Los zapatos

Ayer me compré unos zapatos. Suelo aprovechar las rebajas para comprarme los zapatos que usaré en el otoño y en los meses de invierno. Cuando los cogí en la mano, un escalofrío me sacudió el cuerpo. Pensé en la ilusión. En la ilusión que le ponemos a los proyectos que están por llegar. En el motor que nos impulsa a emocionarnos con lo nuevo y  que hace que nos sintamos bien. Últimamente, la ilusión tiene fisuras por las que se esfuma el brillo que la caracteriza. Desde hace unos meses le colocamos la etiqueta de la duda a todo lo que emprendemos. No sabemos si se hará. No sabemos qué pasará. No sabemos nada, porque todo depende de la evolución de una curva. Las ilusiones se tambalean delante de nosotros.

Sentimos que los días no terminan de colocarse y de ordenarse. Tomamos un camino, y tenemos que retroceder porque la situación se complica. Así un día. Así el otro. Optamos por fijar metas cortas que dotamos de precaución. Evitamos las preguntas porque tememos que una respuesta negativa nos coloque al principio del punto de salida. Y hasta los más pequeños, que siempre llenan de sueños sus días, no tienen más remedio que esconder sus sonrisas detrás de las mascarillas. Es el viento, el que sacude las hojas de los árboles, el que nos está ayudando a avanzar.

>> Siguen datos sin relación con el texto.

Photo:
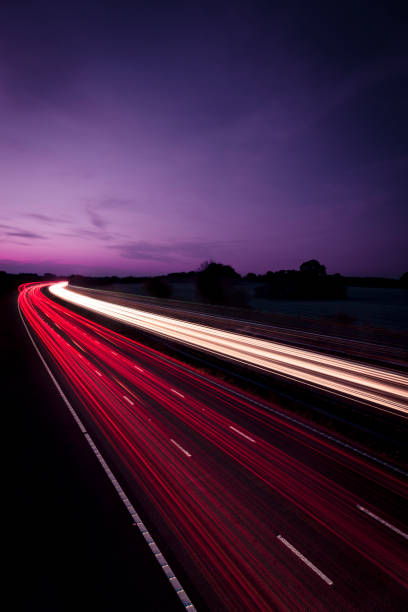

Metí los zapatos en el mueble. Cuando golpeé la puerta para cerrarlo, tuve la impresión de que encerraba a cal y canto algunas de mis emociones. Esas que están dañándose porque las ilusiones, tan rápido como llegan, se van. Salí de la habitación pisando con energía mis pies descalzos, con la misma energía que hay que poner al otoño y a los meses de invierno para sentirnos motivados y dejar huellas.